J Chem Phys. 2009 Sep 28;131(12):124127. doi: 10.1063/1.3231686.
A novel method is presented that significantly reduces the computational bottleneck of executing high-level, electronic structure calculations of the energies and their gradients for a large database that adequately samples the configuration space of importance for systems containing more than four atoms that are undergoing multiple, simultaneous reactions in several energetically open channels. The basis of the method is the high-degree of correlation that generally exists between the Hartree-Fock (HF) and higher-level electronic structure energies. It is shown that if the input vector to a neural network (NN) includes both the configuration coordinates and the HF energies of a small subset of the database, MP4(SDQ) energies with the same basis set can be predicted for the entire database using only the HF and MP4(SDQ) energies for the small subset and the HF energies for the remainder of the database. The predictive error is shown to be less than or equal to the NN fitting error if a NN is fitted to the entire database of higher-level electronic structure energies. The general method is applied to the computation of MP4(SDQ) energies of 68,308 configurations that comprise the database for the simultaneous, unimolecular decomposition of vinyl bromide into six different reaction channels. The predictive accuracy of the method is investigated by employing successively smaller subsets of the database to train the NN to predict the MP4(SDQ) energies of the remaining configurations of the database.
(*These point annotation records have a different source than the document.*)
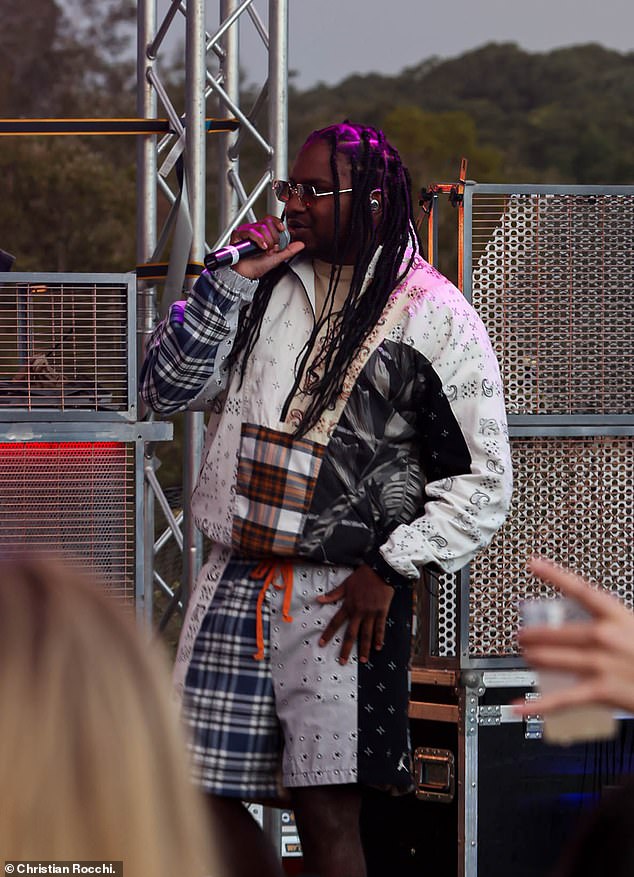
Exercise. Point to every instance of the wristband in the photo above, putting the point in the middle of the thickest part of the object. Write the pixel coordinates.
(390, 576)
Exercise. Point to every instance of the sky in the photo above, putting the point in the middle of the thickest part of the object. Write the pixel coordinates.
(331, 39)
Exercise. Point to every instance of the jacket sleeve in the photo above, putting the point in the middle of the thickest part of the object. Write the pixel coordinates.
(185, 360)
(464, 443)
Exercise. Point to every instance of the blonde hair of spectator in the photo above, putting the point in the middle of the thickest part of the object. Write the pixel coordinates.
(92, 763)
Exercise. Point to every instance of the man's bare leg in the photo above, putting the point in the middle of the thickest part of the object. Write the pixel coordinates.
(243, 847)
(328, 823)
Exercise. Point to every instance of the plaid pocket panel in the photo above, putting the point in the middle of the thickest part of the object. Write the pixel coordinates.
(277, 474)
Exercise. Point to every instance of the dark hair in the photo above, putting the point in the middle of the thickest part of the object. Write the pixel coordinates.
(374, 164)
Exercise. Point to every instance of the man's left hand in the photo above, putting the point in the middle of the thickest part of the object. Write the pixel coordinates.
(365, 600)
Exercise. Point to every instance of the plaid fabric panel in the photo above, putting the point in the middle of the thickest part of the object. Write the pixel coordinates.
(276, 481)
(228, 701)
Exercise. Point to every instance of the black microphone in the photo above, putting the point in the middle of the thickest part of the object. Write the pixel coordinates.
(230, 254)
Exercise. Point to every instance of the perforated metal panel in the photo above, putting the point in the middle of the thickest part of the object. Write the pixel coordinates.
(551, 273)
(73, 498)
(66, 344)
(553, 279)
(573, 502)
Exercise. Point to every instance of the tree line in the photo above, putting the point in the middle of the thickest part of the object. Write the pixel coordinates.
(69, 202)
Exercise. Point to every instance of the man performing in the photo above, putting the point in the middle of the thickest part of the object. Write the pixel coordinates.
(356, 435)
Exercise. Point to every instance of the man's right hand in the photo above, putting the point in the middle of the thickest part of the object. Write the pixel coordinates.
(266, 234)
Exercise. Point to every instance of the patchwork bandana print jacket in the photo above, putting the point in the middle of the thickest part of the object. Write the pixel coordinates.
(410, 468)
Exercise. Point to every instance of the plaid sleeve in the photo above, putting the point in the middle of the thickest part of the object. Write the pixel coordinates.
(182, 353)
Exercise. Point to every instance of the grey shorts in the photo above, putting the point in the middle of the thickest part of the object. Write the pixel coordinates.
(296, 717)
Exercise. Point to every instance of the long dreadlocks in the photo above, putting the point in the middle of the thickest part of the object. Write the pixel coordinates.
(375, 166)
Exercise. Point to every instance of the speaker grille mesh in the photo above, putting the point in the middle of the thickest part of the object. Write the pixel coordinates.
(73, 498)
(553, 280)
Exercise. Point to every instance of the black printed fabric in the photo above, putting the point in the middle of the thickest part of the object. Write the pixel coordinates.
(396, 433)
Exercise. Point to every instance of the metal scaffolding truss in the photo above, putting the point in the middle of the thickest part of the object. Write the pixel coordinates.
(212, 73)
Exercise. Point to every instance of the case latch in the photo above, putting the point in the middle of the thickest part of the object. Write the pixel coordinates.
(434, 774)
(534, 724)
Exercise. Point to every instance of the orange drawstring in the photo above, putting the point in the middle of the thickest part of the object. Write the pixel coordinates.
(268, 571)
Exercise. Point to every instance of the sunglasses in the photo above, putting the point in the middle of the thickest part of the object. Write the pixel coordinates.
(307, 194)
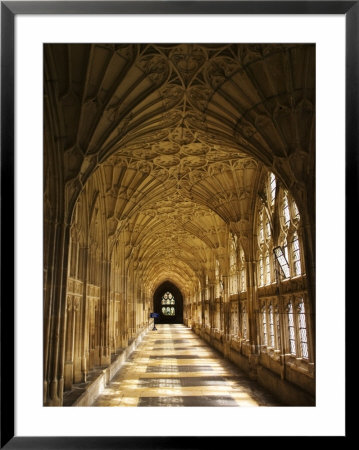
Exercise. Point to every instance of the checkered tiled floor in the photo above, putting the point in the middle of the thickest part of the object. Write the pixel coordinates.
(174, 367)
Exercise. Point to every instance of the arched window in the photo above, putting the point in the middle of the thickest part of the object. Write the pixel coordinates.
(264, 326)
(167, 301)
(242, 269)
(302, 330)
(291, 329)
(289, 237)
(272, 189)
(244, 321)
(264, 232)
(233, 280)
(296, 255)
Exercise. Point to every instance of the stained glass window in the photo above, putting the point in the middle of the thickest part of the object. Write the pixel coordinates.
(303, 330)
(296, 255)
(264, 324)
(282, 260)
(291, 329)
(286, 209)
(261, 273)
(244, 323)
(168, 299)
(271, 325)
(278, 327)
(273, 185)
(268, 277)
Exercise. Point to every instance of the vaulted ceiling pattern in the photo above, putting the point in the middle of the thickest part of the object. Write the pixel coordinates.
(178, 136)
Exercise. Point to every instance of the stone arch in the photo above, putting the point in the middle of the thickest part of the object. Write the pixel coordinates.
(160, 291)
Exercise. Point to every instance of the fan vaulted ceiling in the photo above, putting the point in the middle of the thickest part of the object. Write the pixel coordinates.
(177, 137)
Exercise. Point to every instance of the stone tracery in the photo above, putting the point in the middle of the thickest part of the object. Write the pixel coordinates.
(163, 150)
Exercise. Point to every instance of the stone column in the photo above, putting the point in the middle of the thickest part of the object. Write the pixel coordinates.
(55, 316)
(105, 354)
(69, 355)
(84, 273)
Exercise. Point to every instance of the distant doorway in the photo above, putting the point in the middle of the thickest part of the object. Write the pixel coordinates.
(168, 303)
The results indicate that for this system, the subset can be as small as 8% of the total number of configurations in the database without loss of accuracy beyond that expected if a NN is employed to fit the higher-level energies for the entire database. The utilization of this procedure is shown to save about 78% of the total computational time required for the execution of the MP4(SDQ) calculations. The sampling error involved with selection of the subset is shown to be about 10% of the predictive error for the higher-level energies. A practical procedure for utilization of the method is outlined. It is suggested that the method will be equally applicable to the prediction of electronic structure energies computed using even higher-level methods than MP4(SDQ).
本文提出了一种新方法,该方法显著减少了对大型数据库执行高级电子结构能量及其梯度计算时的计算瓶颈,该数据库充分采样了包含四个以上原子的系统在多个能量开放通道中同时进行多个反应的重要构型空间。该方法的基础是Hartree-Fock(HF)能量与更高层次电子结构能量之间普遍存在的高度相关性。结果表明,如果神经网络(NN)的输入向量既包括构型坐标,又包括数据库小子集的HF能量,那么仅使用小子集的HF和MP4(SDQ)能量以及数据库其余部分的HF能量,就可以预测整个数据库具有相同基组的MP4(SDQ)能量。如果将神经网络拟合到更高层次电子结构能量的整个数据库,预测误差将小于或等于神经网络的拟合误差。该通用方法应用于计算68308个构型的MP4(SDQ)能量,这些构型构成了溴乙烯同时单分子分解为六个不同反应通道的数据库。通过依次使用数据库中越来越小的子集来训练神经网络,以预测数据库其余构型的MP4(SDQ)能量,研究了该方法的预测准确性。结果表明,对于该系统,子集可以小至数据库中构型总数的8%,而不会损失超出使用神经网络拟合整个数据库的更高层次能量时预期的准确性。结果表明,使用该程序可节省执行MP4(SDQ)计算所需总计算时间的约78%。选择子集所涉及的采样误差约为更高层次能量预测误差的10%。概述了使用该方法的实际步骤。建议该方法同样适用于预测使用比MP4(SDQ)更高层次方法计算的电子结构能量。